A second Ancil Payne Award went to the journalists of the Las Vegas Review-Journal, who fought for transparency by reporting the secret sale of the newspaper despite management’s warnings to stay away from the story. When the newsroom’s reporting turned up a trail of egregious business and ethics violations tied to Las Vegas casino owner Sheldon Adelson, the journalists focused on their professional obligation to readers and published the story. As a result, the Nevada Gaming Control Board is now monitoring Adelson’s use of the newspaper.

“Somewhere in the world right now a journalist is wondering if he should go along to get ahead or if he should do the right thing no matter the personal cost,” said James G. Wright, former deputy editor of the Review-Journal. “This particular award honors the journalists of the Review-Journal, but it is really for everyone who chooses to do the right thing.”

The Ancil Payne Award selection committee also awarded an honorable mention in 2016 to reporter Jessica Terrell and the Honolulu Civil Beat for “The Harbor,” a three-day series portraying life in a 200-person homeless “village” on Oahu’s west coast. Terrell spent months getting to know the people living in Hawaii’s largest homeless encampment. Her insight and sensitivity in telling their stories resulted in part from of her own experiences growing up homeless.

The Ancil Payne Award accepts entries from news organizations and journalists in broadcast, print and digital media. Journalists and outlets can nominate [link to nomination materials] themselves or be nominated by a third party. Nominations for the Ancil Payne Award are limited to material published, broadcast or posted in the United States, or decisions made by journalists or news organizations based in the United States.

The deadline for nominations is Monday, Feb. 13, 2017. Payne Award winners will be awarded $5,000 prizes.

A panel of judges representing both the news industry and academia will determine the 17th Annual Ancil Payne Award winners.
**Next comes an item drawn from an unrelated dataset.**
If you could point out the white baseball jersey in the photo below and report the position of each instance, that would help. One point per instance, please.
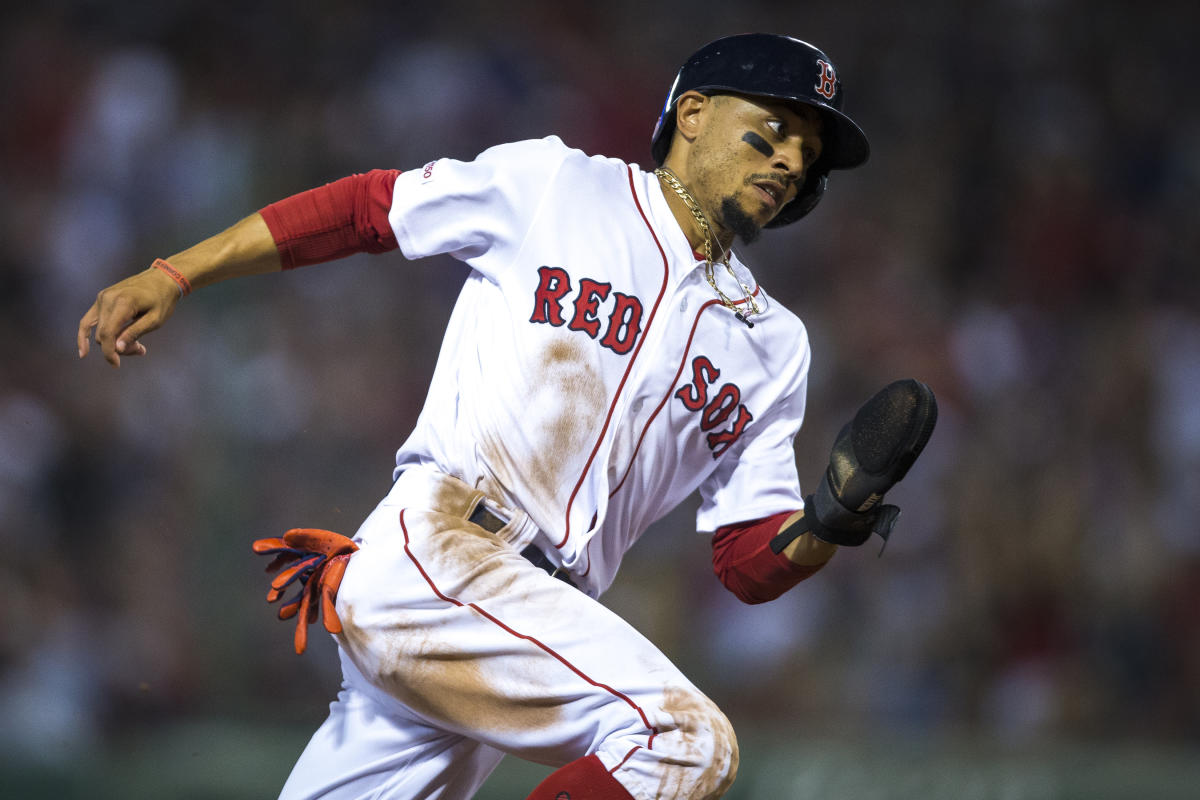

Winners will be announced in March 2017 and will visit the UO School of Journalism and Communication in Eugene, Ore., on April 27, 2017 to accept their awards and meet with students and faculty.

About the Ancil Payne Award for Ethics in Journalism 

Established in 1999 at the University of Oregon School of Journalism and Communication by Seattle broadcasting legend Ancil Payne (1921-2004), the Ancil Payne Award for Ethics in Journalism honors journalists and news organizations that have demonstrated an extraordinary commitment to ethical conduct, even when faced with economic, personal or political pressure.

Ancil Payne, a leader in Northwest broadcasting and a lifelong contributor to the arts, politics, and education, helped establish King Broadcasting’s reputation for and commitment to ethical journalism as its CEO. Payne created the award to recognize journalists acting with integrity and character, restore public trust in the media, and inspire people to do good work.